Insufficient Stories by Patrick Alexander
Jimbo ‘Gunshot’ McCluskie was the quickest draw in a Japanese peasant village in the year 910. He had previously been the likely seventy-sixth quickest draw in the Old West, but he fell through a time portal and now he was number one. Now he was top dog around here, and these heathen chinky-chonks had best pay him mind.
“Watch this,” he said, and took his six-shooter out of its holster and fired a bullet out of it, into a bale of hay. The peasants all thought to themselves, “That is definitely the fastest we have ever seen that action performed. As far as we know,” they thought, “that is as fast as it’s possible to do whatever it was that was,” and they cowered and trembled, very reasonably.
“Y’all like that?” asked Jimbo of no peasant in particular, and shot off three more rounds, into more bales of hay. The peasants threw themselves to the ground and covered their heads in terrible fear.
One young man whispered desperately to his elder: “Uncle, we must do something, or soon all of our bales of hay will have small holes in them!” he said, except in Early Middle Japanese.
“Quiet, you fool,” the old man replied. “Here is a god who holds thunder in his hand. Would you have us die for hay?”

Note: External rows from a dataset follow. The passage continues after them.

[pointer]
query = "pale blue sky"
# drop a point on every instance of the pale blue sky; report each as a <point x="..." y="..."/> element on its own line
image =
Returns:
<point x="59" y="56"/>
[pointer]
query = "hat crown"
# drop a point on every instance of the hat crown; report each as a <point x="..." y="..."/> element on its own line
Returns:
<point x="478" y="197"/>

“Uncle,” the young man explained, “as the second son of a lowly peasant in a society where powerful men take multiple wives, I am statistically unlikely to be married. Therefore I relieve myself amorously by means of congress with the bales of hay, and have become emotionally attached to them. I love the bales of hay, Uncle. I love them.”
“If that is so, boy,” hissed the elder, “then our bales of hay already have small holes in them, and few more should suit your purposes ideally. I daresay,” he added, with a sharp-toothed look, “consummately.”
“But Uncle, surely there is a principle at stake.”
While these frantic murmurings continued, Jimbo ‘Gunshot’ McCluskie realised that he had run out of bullets, and had no means of acquiring more. He reflected on this as best his flaccid brain could manage, and after some moments quietly fled. When the peasants finally nerved themselves to look up, Jimbo was nowhere to be seen.
But the next day he came back to the village, looking for food. The peasants had a good laugh and then beat the shit out of him.